Campaign supporter and UK Sepsis trust ambassador Melissa Mead said, “Sepsis is a cruel, ruthless condition which doesn’t discriminate and can affect anyone. I hope this campaign reaches as many people as possible, so all parents out there know about sepsis and how serious it can be. The more parents know, the quicker they can act if they suspect their child may be suffering from sepsis – it could be life-saving.
“I will never hear my sweet child say ‘mummy I love you’. I will never know the man that William would have grown to be. So please, it is too late for me to ‘think sepsis’, but it’s not too late for you.”
Millions of leaflets and posters are being sent to GP surgeries and hospitals across the country.
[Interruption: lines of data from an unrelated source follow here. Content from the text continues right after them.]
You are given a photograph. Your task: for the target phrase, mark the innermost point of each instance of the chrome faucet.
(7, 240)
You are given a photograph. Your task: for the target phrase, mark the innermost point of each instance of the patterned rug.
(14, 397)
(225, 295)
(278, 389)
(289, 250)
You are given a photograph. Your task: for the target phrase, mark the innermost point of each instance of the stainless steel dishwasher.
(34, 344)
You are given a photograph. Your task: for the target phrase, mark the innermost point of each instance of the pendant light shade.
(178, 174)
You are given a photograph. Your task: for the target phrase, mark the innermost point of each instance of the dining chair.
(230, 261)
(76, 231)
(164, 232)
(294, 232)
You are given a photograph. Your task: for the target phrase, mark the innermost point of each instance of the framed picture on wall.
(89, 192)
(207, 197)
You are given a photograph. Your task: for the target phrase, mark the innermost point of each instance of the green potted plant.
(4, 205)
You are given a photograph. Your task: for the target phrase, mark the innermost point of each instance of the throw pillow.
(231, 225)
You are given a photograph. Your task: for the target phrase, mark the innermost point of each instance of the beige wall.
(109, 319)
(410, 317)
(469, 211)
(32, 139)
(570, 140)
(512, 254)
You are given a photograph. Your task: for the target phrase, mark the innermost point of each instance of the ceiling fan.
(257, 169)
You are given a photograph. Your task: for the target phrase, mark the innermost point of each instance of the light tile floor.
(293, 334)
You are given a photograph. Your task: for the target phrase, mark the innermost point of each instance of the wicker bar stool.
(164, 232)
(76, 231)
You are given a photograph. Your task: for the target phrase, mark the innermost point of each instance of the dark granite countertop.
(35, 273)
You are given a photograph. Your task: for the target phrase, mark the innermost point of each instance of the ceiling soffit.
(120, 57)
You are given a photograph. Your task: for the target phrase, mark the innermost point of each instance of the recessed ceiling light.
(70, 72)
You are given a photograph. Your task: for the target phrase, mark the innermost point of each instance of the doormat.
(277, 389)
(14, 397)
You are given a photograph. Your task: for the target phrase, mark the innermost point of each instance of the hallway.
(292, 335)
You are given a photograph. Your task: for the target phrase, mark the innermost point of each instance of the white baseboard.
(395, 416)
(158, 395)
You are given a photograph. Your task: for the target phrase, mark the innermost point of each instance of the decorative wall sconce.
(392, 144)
These materials, developed with the Royal Colleges, will urge parents to call 999 or take their child to A&E if they display any of the following signs:
Looks mottled, bluish or pale
Is very lethargic or difficult to wake
Feels abnormally cold to touch
Is breathing very fast
Has a rush that does not fade when you press it
Has a fit or convulsion
Morwenna Tudor from Gloucester, whose daughter Penelope contracted sepsis in 2014, added, “Penelope had sepsis when she was 22 months old. She probably got it from chicken pox, which initially masked the symptoms of lethargy, lack of interest in food and drink, and struggling to urinate. Thankfully, our doctor realised and sent us straight to hospital where medical staff acted fast.
“After several surgeries, blood transfusions and a six week stay in hospital, and what was a terrifying and emotionally exhausting time for us as a family, we were able to bring Penelope home. She has some long-term damage to her hip joint and it’s possible she may have to have a hip replacement in the future. We had no idea about sepsis until Penelope was ill, so we fully support this campaign and urge all parents to ‘think sepsis’.”
Caroline Gamlin, NHS England South West Medical Director, said: “Sepsis is a major killer, claiming over 37,000 lives each year, which is why it is so important for parents to know what action to take when their child is unwell. This campaign will help parents identify when their children are seriously unwell and to encourage them to seek urgent medical attention. We know that acting quickly can save a child’s life.
“Right across NHS England we have started a new movement to tackle this condition head on, from nurses and doctors on the wards, to paramedics seeing patients in their homes, staff across the NHS are being made more aware of how to spot and deal with sepsis.”